DBA is an absorbed costing system in which all manufacturing costs – material, labor, subcontract services, and overhead – are absorbed rather than actual costs. Absorbed costs are approximate costs rather than actual costs.
Absorbed costing is highly efficient because it enables real time processing throughout the system workflow without introducing any delays for costing purposes.
Actual costing is the desire to apply actual costs to manufactured items with the idea that actual costs are inherently superior to approximate costs. In actual practice, however, actual costing is not practical, desirable, or achievable for these reasons:
- For many items, manufacturing overhead represents the largest cost element. There is no such thing as actual overhead costing. All overhead costing is an arbitrary allocation where general costs are applied to specific items using some type of formula. Our work center overhead rates, derived from an overall calculated shop rate, is superior to any method we know of.
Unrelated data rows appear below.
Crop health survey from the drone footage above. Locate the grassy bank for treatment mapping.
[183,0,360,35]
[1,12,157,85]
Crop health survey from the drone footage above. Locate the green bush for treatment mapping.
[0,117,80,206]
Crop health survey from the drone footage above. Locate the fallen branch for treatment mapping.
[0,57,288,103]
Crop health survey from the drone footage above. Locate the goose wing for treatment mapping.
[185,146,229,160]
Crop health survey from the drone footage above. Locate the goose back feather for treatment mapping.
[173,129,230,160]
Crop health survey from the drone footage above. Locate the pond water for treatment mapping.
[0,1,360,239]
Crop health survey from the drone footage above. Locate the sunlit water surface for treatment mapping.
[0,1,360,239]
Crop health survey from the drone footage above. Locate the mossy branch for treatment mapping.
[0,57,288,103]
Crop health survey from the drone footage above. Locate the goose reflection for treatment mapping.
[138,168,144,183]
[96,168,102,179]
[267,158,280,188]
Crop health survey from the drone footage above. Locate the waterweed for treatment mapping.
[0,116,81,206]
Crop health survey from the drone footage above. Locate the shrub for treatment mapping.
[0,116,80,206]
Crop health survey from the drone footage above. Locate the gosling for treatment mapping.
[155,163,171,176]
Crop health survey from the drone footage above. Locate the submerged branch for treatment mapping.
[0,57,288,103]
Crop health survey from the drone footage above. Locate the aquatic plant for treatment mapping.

- Attempting to apply actual labor costs, meaning worker wages and benefits, to specific jobs is impractical and not desirable. It would require collecting and entering actual labor hours on every single process, no matter how trivial, and accounting for overtime and downtime and synchronizing job hours with payroll hours. Jobs would be rewarded or penalized depending on which workers happened to be assigned. Instead, our work center labor rates, which are derived from a calculated shop rate, translate all this complexity into approximate hourly rates that provide a more consistent and useful labor costing basis.
- Attempting to have exact material costs would require waiting for supplier invoices to verify actual costs. Instead, we use PO costs so that received items are immediately available to jobs and sales orders. Minor cost variances between the receipt cost and supplier invoice cost get posted to Inventory Adjustments and have minor impact on overall item costs.
Actual costing is most commonplace in light manufacturing systems that do not offer absorbed costing. It is tedious and time-consuming and yields information of little practical value.
Absorbed costing, where you use calculated shop rates for labor and overhead and apply realistic costs to purchase orders, is far easier and much more efficient.